I have the following data frame (df4):
+------------------------------------+------------------------------------------+--------------------------+--------------------------+
|id |exclusion_reason |created_at |updated_at |
+------------------------------------+------------------------------------------+--------------------------+--------------------------+
|4c01d951-2ec5-4ba4-bfe2-8ba9c3029962|{"ship_reason": "A1", "bill_reason": "A1"}|2021-01-12 16:04:19.673197|2021-01-12 16:04:19.694706|
|dac14ca3-bf44-4e3c-80e8-0e2d6d2ff576|{"ship_reason": "A1", "bill_reason": "A1"}|2021-01-12 16:04:19.673197|2021-01-12 16:04:19.694706|
|6d277012-ff6c-4202-bbd7-64cbd467ca28|{"ship_reason": "A1", "bill_reason": "A1"}|2021-01-12 16:04:19.673197|2021-01-12 16:04:19.694706|
|0388163e-2614-4b71-b707-623337d58387|{"ship_reason": "A1", "bill_reason": "A1"}|2021-01-12 16:04:19.673197|2021-01-12 16:04:19.694706|
|01daec52-408c-44e3-965a-b87daa334a1a|{"ship_reason": "A1", "bill_reason": "A1"}|2021-01-12 16:04:19.673197|2021-01-12 16:04:19.694706|
+------------------------------------+------------------------------------------+--------------------------+--------------------------+
that I need to write to a Postgres database. I am using AWS Glue and the Postgres database is in a VPC, so I need to do so using a glue connection and the glueContext.write_dynamic_frame.from_jdbc_conf
method. The issue is that I keep getting the error ERROR: column "matchback_exclusion_reason" is of type jsonb but expression is of type character
. The data type in the data frame is string, and the datatype in the database is JSONB.

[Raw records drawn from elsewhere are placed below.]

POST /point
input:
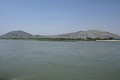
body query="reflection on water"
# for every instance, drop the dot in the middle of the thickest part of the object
(42, 60)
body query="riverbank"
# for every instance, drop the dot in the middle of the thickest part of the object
(108, 40)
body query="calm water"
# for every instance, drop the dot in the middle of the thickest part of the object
(42, 60)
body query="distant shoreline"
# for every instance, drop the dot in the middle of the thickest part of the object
(108, 40)
(60, 39)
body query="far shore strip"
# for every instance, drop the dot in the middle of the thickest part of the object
(109, 40)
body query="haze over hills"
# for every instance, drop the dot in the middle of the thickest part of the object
(79, 34)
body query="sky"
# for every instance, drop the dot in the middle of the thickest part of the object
(49, 17)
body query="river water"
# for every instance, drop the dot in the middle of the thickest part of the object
(50, 60)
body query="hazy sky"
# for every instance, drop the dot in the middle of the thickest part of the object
(59, 16)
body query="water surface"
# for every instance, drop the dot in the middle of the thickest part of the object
(45, 60)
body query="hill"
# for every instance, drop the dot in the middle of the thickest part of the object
(80, 34)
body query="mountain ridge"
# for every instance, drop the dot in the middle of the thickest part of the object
(79, 34)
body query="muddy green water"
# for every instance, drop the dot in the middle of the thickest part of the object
(44, 60)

I have seen suggestions that I just need to add stringtype: "unspecified"
to my write statement, but the following produces the same error:
datasource2 = DynamicFrame.fromDF(df4, glueContext, "ParquetToWrite")
output = glueContext.write_dynamic_frame.from_jdbc_conf(frame = datasource2, catalog_connection = "MPtest", connection_options = {"stringtype":"unspecified", "database" : "app", "dbtable" : "orders"})
Can I cast this column to a JSON somehow? I have tried creating a struct type to parse the elements, but that didnt work either (code below):
schema = StructType([StructField("ship_reason", StringType()),StructField("bill_reason", StringType())])
df4Test.select(f.from_json(df4.exclusion_reason, schema).alias("exclusion_reason"))
df4Test = df4Test.withColumn("exclusion_reason", f.from_json(df4.exclusion_reason, schema).alias("exclusion_reason"))
Is it possible to modify the column type to be a JSONB type? Ideally I would basically just like to "json.load
" the exclusion_reason column so I can write it to Postgres.